Tuve la sensación de que quería contarme que ella se había llevado el proyecto de los apartamentos —el día anterior había pasado por delante y vi sus carteles plantados—, pero lo último que quería era ponerme a hablar de las inmobiliarias. Además, tenía sentido que se lo hubiese quedado, y me alegré por ella. Joder, mucho mejor ella que aquel otro agente misterioso con el que yo estaba compitiendo.

Me miró fijamente unos segundos y luego negó con la cabeza.

—Está bien, tú ganas. Pero si no me vas a dejar hablar, entonces te haré pintar otra pared.

Lancé un gemido, la seguí de nuevo al interior de la casa y terminamos el resto del salón.
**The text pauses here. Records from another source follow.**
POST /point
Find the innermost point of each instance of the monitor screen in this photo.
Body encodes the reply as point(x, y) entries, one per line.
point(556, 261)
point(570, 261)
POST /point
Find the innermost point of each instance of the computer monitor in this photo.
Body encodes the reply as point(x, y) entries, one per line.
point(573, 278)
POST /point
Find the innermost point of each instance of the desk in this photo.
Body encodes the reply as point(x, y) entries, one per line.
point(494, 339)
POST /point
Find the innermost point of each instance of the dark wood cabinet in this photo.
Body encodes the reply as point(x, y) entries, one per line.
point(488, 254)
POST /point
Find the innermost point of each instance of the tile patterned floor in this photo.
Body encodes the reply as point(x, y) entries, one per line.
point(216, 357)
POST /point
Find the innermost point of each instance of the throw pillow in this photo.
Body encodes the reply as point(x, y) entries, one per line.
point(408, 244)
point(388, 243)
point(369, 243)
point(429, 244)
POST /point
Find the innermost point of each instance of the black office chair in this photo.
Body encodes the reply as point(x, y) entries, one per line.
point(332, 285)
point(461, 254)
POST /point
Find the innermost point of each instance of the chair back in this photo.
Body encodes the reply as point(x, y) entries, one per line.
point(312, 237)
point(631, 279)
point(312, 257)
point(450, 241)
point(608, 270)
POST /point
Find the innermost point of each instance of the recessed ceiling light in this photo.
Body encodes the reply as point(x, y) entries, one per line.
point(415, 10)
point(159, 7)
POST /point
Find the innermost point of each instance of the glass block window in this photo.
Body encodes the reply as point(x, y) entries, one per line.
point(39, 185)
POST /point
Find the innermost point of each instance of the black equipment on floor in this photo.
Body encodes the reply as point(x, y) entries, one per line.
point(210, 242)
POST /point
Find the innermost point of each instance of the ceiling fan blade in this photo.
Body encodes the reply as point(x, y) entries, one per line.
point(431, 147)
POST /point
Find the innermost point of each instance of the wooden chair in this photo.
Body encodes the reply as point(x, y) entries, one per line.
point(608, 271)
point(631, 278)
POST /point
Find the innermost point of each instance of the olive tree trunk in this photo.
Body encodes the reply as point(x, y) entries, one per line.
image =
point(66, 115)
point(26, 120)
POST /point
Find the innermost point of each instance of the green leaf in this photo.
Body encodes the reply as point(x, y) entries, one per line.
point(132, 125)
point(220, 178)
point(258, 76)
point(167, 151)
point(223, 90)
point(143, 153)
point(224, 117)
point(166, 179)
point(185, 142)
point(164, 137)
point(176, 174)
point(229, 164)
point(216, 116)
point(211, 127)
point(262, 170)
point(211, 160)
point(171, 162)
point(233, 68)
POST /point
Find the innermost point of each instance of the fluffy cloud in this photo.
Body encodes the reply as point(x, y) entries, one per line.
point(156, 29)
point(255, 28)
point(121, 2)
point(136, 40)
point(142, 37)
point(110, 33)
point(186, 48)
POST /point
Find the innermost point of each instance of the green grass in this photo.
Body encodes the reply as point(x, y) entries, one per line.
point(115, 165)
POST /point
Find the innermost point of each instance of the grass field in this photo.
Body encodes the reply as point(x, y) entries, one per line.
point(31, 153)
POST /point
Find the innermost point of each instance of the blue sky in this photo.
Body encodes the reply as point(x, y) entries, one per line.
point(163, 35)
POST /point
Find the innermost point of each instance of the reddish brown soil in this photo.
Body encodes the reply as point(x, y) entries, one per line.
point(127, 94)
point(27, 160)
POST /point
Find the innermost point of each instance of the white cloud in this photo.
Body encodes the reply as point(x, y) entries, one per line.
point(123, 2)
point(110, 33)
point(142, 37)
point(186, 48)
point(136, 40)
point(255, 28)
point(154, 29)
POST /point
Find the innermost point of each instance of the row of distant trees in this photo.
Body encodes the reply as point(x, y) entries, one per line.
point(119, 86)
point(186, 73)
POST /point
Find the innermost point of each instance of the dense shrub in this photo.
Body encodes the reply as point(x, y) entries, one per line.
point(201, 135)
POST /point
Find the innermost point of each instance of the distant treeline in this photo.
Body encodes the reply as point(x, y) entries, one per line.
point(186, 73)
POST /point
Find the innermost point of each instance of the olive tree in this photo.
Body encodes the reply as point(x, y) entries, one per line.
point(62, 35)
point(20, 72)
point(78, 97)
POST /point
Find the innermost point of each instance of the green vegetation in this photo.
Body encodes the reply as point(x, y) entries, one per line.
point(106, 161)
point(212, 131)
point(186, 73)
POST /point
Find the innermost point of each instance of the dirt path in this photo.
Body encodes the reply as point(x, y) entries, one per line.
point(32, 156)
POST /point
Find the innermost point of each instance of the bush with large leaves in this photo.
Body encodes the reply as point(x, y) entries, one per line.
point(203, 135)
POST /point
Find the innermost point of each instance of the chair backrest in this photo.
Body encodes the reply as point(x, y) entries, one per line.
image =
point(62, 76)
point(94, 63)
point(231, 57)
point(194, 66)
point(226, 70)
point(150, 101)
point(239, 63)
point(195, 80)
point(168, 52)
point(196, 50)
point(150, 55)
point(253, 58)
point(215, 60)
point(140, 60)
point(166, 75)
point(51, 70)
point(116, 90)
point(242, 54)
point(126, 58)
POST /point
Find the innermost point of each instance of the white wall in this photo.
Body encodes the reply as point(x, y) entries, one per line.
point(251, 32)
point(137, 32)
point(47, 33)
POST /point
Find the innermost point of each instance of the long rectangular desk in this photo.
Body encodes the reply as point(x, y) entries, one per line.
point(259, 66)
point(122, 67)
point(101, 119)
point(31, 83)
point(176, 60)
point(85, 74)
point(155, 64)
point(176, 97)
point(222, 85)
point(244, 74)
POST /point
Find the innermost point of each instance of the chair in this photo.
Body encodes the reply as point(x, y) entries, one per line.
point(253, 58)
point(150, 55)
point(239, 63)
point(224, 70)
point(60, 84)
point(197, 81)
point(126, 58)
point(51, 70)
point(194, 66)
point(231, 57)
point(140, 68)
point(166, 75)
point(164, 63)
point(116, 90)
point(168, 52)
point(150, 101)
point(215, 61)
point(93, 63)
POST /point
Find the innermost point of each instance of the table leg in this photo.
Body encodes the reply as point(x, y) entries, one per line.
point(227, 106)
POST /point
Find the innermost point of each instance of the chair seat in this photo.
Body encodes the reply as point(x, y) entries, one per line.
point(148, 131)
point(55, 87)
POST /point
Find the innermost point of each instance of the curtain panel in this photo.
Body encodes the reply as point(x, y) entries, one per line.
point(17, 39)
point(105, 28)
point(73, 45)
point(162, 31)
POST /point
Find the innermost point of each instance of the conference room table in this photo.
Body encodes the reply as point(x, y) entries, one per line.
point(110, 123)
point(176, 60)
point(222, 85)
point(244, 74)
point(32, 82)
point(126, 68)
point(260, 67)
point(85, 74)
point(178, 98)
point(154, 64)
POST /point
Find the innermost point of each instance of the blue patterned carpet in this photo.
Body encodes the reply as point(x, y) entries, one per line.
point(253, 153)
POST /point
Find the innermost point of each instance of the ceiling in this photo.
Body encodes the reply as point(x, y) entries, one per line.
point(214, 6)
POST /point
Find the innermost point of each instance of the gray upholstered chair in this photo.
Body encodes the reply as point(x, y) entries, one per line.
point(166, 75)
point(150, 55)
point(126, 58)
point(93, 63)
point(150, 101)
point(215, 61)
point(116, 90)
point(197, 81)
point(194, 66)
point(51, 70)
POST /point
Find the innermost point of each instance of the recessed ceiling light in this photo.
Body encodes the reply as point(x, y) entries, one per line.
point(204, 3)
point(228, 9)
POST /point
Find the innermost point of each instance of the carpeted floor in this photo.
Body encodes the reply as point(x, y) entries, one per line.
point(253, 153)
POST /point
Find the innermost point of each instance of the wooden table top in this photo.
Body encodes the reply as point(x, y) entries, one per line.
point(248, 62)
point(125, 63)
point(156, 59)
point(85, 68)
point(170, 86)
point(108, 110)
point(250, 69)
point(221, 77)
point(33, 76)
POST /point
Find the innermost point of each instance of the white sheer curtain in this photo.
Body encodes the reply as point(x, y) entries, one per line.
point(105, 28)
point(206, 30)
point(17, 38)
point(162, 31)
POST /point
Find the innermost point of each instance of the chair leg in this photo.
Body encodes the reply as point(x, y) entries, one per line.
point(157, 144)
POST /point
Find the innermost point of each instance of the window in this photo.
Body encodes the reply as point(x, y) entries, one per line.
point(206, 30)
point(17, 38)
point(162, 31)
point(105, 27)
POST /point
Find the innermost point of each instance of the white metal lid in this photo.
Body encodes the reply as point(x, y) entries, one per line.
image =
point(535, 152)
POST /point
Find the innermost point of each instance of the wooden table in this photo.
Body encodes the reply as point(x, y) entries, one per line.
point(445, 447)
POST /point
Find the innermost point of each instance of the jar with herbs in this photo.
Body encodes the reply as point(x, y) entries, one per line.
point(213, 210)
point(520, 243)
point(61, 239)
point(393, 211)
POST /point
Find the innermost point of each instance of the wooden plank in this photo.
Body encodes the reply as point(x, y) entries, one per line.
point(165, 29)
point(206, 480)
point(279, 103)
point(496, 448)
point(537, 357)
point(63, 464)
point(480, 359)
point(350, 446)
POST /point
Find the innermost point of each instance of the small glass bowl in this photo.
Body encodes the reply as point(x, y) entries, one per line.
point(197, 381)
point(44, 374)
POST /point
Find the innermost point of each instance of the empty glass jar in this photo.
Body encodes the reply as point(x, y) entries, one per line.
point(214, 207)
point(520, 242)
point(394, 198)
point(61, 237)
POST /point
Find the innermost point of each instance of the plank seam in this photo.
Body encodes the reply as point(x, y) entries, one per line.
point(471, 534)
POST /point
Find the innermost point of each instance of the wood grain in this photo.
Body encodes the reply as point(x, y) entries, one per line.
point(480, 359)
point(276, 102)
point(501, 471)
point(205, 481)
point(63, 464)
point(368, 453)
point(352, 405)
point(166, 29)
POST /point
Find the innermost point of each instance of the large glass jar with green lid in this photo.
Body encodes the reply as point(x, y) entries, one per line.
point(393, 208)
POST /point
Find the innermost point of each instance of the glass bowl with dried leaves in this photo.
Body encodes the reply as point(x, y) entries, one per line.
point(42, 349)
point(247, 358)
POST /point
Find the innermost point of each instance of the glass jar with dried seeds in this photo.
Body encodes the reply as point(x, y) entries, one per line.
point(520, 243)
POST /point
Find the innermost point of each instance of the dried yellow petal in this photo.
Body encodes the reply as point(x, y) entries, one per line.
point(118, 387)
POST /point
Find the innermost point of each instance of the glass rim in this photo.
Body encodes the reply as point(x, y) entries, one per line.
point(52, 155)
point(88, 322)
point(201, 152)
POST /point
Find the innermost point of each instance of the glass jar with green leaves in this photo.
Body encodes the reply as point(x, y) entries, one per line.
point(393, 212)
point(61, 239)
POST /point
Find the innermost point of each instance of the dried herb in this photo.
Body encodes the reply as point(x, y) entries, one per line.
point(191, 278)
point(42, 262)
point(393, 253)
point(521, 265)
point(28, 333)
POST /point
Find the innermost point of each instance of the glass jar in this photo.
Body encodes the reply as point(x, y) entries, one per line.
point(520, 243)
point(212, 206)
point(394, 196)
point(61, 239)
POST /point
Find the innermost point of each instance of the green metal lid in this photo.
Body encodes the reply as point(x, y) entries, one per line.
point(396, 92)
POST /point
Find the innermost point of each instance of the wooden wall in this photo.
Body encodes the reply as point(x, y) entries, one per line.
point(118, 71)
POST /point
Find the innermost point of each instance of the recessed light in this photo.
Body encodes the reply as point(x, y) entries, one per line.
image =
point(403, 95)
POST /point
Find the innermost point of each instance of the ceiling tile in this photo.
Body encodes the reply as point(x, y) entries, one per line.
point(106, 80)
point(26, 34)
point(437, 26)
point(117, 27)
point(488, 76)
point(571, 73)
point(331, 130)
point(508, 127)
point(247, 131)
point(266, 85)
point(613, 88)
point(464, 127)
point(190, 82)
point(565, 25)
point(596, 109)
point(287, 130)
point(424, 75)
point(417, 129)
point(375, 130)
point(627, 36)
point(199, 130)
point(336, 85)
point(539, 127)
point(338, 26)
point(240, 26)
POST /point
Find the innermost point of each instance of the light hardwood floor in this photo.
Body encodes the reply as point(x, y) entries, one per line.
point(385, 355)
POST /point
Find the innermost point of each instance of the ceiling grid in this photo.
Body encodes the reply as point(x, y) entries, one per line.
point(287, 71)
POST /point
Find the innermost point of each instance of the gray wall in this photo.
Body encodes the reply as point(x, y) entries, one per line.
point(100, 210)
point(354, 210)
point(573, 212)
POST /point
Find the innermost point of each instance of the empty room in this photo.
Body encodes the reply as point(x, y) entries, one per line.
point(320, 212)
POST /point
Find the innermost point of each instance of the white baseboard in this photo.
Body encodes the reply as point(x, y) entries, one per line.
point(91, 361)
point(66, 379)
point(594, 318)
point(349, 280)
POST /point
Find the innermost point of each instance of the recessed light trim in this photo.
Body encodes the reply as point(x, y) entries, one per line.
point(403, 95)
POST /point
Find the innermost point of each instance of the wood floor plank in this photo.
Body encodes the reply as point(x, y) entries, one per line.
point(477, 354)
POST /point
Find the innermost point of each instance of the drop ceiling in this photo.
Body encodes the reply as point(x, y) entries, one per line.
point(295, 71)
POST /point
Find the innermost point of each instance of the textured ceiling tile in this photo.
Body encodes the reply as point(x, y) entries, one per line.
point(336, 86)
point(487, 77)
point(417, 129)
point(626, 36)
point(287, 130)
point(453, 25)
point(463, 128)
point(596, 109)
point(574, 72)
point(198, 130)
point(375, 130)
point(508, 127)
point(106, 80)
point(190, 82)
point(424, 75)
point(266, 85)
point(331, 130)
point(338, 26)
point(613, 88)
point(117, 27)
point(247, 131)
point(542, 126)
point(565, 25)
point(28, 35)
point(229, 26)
Cuando nos despedimos en el porche y estaba a punto de subirse a su BMW, se volvió.

—Annie, respecto a lo de antes, me estaba comportando contigo como siempre me he comportado, es por mi forma de ser.

—Ya lo sé. Pero yo ya no soy la misma.

—Nadie lo es —dijo y cerró la puerta.

Al día siguiente, decidí ordenar un par de cajas con mis cosas que había encontrado en la cochera de mi madre mientras tomaba prestadas unas herramientas de jardinería. La primera estaba llena de mis títulos certificados y mis placas de agente inmobiliaria, que dejé en mi estudio sin colgarlos. La segunda caja, con todos mis viejos utensilios de dibujo, mis pinturas y mis bocetos, me interesó mucho más. Entre las páginas de mi cuaderno de dibujo encontré un folleto de una escuela de Bellas Artes a la que había olvidado que quería ir. Por una vez, el viaje por el paseo de la memoria no estaba plagado de fantasmas horripilantes y el olor a carboncillo y a temperas y óleo me hizo sonreír.

Saqué mi cuaderno y un pincel, cogí mis lápices, me serví una copa de shiraz y me encaminé al porche de atrás. Durante un rato me limité a mirar la página en blanco.
Emma
estaba tumbada bajo los últimos rayos del sol crepuscular, que hacían brillar su pelaje y acentuaban las sombras que se proyectaban sobre ella. Con el lápiz tracé el contorno de su cuerpo en el papel, y entonces recuperé la magia en un instante. Mientras paladeaba la sensación del roce de mi mano sobre el papel crujiente, vi como mis simples líneas creaban una forma y a continuación emborroné algunas con los dedos para difuminarlas. Seguí dibujando, alternando el equilibrio de luces y sombras, y luego me detuve a contemplar unos segundos el pájaro que gorjeaba en un árbol cercano. Cuando volví a centrar la vista en el papel, me quedé asombrada; no, mejor dicho, me quedé perpleja. Había apartado la vista del dibujo de un perro, pero cuando volví a mirarlo, vi a
Emma
. Era ella de pies a cabeza, hasta el mechón de pelo de la punta de la cola.